Draft v.0.0.9 of the Open Source AI Definition is available for comments

Shamar · September 10, 2024, 12:42am

Such premise is wrong.

Given all the data and information, the bit-for-bit exact reproduction is possible even in deep learning models.
It’s even easy if the computing environment is properly set up.

It doesn’t matter: even compiling Debian from scratch is not a method accessible to everyone, yet we distinguish between software that is open source and software that isn’t.

Even the fact some legal system might prevent to distribute the training dataset is irrelevant: it will always be possible to create models form data that can be shared, so it’s not an issue for the applicability of the definition.

Furthermore hardware that is expensive today, will be cheaper in a few years both for usual market dynamics and because of antitrust law applied to trusts like the NVidia / Microsoft / OpenAI one.

Finally the Open Source AI shouldn’t be narrowly optimized for the currently hyped techniques (GPT anyone? ).
This is a field of frequent disruption and we should not pretend to believe that what is difficult to achieve today will be difficult tomorrow. In fact, still today, several AI techniques are trivial to replicate exactly given all the relevant data and informations.

If we weaken the OpenSource AI definition so that it allows proprietary software that nobody can really inspect to pose as “open”, we damage every truly open source AI that could and would provide the training data and we would disincentivize such basic transparency even when legally possible.

If we weaken the OpenSource AI with such huge loophole, it will be exploited from bad actors, extending the loophole to legal exceptions designed to benefit projects that really contribute to the commons by providing all the freedoms of open sources with full transparency.

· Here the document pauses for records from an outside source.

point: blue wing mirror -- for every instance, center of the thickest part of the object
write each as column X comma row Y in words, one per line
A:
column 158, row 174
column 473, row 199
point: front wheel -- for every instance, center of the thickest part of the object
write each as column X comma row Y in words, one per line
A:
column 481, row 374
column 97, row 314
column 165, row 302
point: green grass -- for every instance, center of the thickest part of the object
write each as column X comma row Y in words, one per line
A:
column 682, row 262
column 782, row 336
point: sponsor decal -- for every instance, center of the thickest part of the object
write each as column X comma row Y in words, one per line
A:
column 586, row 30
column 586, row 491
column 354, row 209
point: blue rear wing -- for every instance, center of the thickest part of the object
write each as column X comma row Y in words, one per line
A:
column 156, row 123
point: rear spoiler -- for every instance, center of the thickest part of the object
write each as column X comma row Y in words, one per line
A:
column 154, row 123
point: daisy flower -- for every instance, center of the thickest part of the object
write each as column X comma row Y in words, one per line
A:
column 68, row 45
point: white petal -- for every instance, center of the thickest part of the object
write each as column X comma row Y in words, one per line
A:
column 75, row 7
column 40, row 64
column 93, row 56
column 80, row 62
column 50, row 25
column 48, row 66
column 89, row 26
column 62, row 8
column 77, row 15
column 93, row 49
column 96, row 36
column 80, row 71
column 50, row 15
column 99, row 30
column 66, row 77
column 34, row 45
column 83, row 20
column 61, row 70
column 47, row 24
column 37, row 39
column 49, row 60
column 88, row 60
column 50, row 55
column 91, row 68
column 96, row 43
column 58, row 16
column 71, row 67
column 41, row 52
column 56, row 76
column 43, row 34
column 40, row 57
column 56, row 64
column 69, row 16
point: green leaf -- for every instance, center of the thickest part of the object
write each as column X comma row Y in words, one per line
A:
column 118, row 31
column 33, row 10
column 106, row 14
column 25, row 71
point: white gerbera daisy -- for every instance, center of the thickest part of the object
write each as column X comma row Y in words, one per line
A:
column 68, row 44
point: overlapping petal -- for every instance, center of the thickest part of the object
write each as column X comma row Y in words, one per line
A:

We won’t have any way to verify that the dataset declared were actually used during the creation of the models, that they were used as described and so on. Users will run open-washed proprietary software they cannot really inspect, study or modify instead of truly open alternatives.

The fact that recreating certain deep learning models is complex and expensive doesn’t means that it’s impossible (and in fact, it’s always possible, if no relevant data are kept hidden) and the OpenSource AI definition shouldn’t allow systems that prevent the exercise of such right/freedom to pose as “open”.